Well, I suppose you can draw the conclusion that "polymarket customers are interested in this topic"
> What is this supposed to imply?
Wisdom of the crowd, same as guessing jellybeans in a jar. The exact average is wrong, but it's still pretty damn close because the guesses are likely to follow a normal distribution.
If the hump of the normal distribution of these guesses is around 4% (or whatever) odds on, the actual answer is unlikely to be far from that.
> You can't reasonably draw any conclusion from betting without understanding who is betting and why.
Irrelevant; Polymarket is the reflection of the bettors view. When they place their bets, they don't care which way this goes, they only care to predict the direction correctly.
Unfortunately, it could be a case of the tail wagging the dog - even if the IPO would have been successful without polymarket existing, now that they have a signal from polymarket it is likely to be used as one of the weightings when they determine the correct time to IPO.
It’s legalised insider trading. So you can always assume at this point that someone who knows will be cashing out.
"polymarket customers think they have some alpha over other consumers on this topic"
Or even less charitable,
"People susceptible to gambling have been manipulated into spending money on this"
It only has $1m volume, so even that conclusion is a bit of a stretch. By comparison NCAA tournament has $15m, and US confirms aliens this year has $18m.
That Polymarket traders believe an OpenAI IPO this quarter, or even this year, is unlikely (or else almost all of them are hedging, e.g. long on other AI stocks.
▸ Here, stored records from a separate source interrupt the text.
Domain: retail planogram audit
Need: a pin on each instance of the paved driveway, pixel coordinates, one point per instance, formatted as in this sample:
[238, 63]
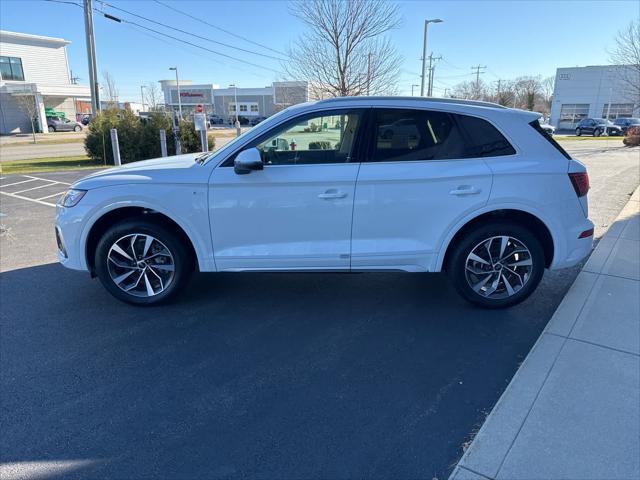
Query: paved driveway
[255, 375]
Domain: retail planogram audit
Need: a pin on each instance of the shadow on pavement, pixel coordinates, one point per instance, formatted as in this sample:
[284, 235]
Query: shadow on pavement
[254, 375]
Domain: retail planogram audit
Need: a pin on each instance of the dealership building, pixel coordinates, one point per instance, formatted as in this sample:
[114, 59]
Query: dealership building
[248, 102]
[34, 70]
[592, 92]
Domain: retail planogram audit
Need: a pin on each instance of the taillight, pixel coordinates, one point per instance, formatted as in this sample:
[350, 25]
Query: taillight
[580, 182]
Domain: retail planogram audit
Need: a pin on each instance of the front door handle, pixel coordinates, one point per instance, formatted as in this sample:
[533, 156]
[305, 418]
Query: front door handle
[465, 190]
[331, 194]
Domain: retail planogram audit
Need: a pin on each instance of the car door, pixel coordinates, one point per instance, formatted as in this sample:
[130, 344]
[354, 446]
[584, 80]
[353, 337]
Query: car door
[296, 213]
[415, 183]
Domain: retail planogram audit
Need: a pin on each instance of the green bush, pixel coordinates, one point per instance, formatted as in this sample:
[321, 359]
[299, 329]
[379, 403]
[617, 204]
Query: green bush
[138, 139]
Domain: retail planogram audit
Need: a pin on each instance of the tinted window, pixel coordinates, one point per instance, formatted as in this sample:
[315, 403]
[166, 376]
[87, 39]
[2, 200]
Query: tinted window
[311, 139]
[405, 135]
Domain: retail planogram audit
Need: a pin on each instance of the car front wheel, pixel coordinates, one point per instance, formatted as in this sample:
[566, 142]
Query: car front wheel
[497, 265]
[142, 262]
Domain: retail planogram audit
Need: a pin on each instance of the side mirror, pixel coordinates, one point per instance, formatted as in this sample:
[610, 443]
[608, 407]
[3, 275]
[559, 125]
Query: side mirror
[248, 160]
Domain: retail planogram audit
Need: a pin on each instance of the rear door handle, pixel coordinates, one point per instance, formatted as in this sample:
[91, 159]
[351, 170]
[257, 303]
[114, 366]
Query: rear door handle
[465, 190]
[332, 193]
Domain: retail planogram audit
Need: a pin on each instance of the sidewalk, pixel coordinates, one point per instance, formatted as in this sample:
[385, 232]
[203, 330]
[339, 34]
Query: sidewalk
[572, 411]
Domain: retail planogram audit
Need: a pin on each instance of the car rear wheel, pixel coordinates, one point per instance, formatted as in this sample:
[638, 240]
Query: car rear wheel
[141, 262]
[497, 265]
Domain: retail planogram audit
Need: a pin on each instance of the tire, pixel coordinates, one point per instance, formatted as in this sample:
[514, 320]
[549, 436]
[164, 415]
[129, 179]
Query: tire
[465, 272]
[152, 282]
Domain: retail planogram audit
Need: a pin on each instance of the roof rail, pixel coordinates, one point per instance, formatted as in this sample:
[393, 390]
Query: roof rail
[457, 101]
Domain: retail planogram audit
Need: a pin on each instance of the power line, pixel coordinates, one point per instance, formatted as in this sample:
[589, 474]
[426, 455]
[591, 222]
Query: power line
[192, 34]
[191, 43]
[219, 28]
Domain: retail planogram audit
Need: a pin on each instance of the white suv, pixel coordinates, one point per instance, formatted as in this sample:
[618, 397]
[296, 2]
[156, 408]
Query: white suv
[346, 184]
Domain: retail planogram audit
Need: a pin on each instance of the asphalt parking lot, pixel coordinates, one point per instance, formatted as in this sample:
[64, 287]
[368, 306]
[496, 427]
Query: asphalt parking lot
[255, 375]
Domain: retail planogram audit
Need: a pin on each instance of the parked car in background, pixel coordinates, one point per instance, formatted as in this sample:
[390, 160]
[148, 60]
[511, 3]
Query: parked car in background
[625, 123]
[60, 124]
[216, 120]
[597, 127]
[457, 197]
[256, 120]
[550, 129]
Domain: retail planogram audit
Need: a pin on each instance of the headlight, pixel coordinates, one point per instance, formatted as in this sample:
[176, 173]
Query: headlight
[71, 197]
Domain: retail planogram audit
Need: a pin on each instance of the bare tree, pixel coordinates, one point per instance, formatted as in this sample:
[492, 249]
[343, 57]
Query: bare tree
[626, 56]
[28, 105]
[111, 89]
[153, 96]
[344, 52]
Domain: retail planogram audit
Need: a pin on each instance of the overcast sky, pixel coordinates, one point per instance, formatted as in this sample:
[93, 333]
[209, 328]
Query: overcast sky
[512, 38]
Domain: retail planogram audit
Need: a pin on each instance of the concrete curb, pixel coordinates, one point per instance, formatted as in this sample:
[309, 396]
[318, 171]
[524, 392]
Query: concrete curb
[570, 410]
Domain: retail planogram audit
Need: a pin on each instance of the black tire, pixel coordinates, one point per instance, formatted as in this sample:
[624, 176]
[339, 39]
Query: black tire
[181, 256]
[457, 263]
Which seems unlikely.)
Anyone who thinks that position is wrong and it's >4% likely has a clear profit opportunity.
The Venn diagram of people who have deep understanding of capital markets and people who like betting on stuff will have non-negligible overlap. Read some of the stories about Wall Street, especially from before it was all algorithms. Moreover, evidence of apparent insider trading on Polymarket, specifically for OpenAI, has already been shared on HN. Sounds pretty crazy to me to suggest that those odds can't tell us anything about the true probabilities. What's your reasoning?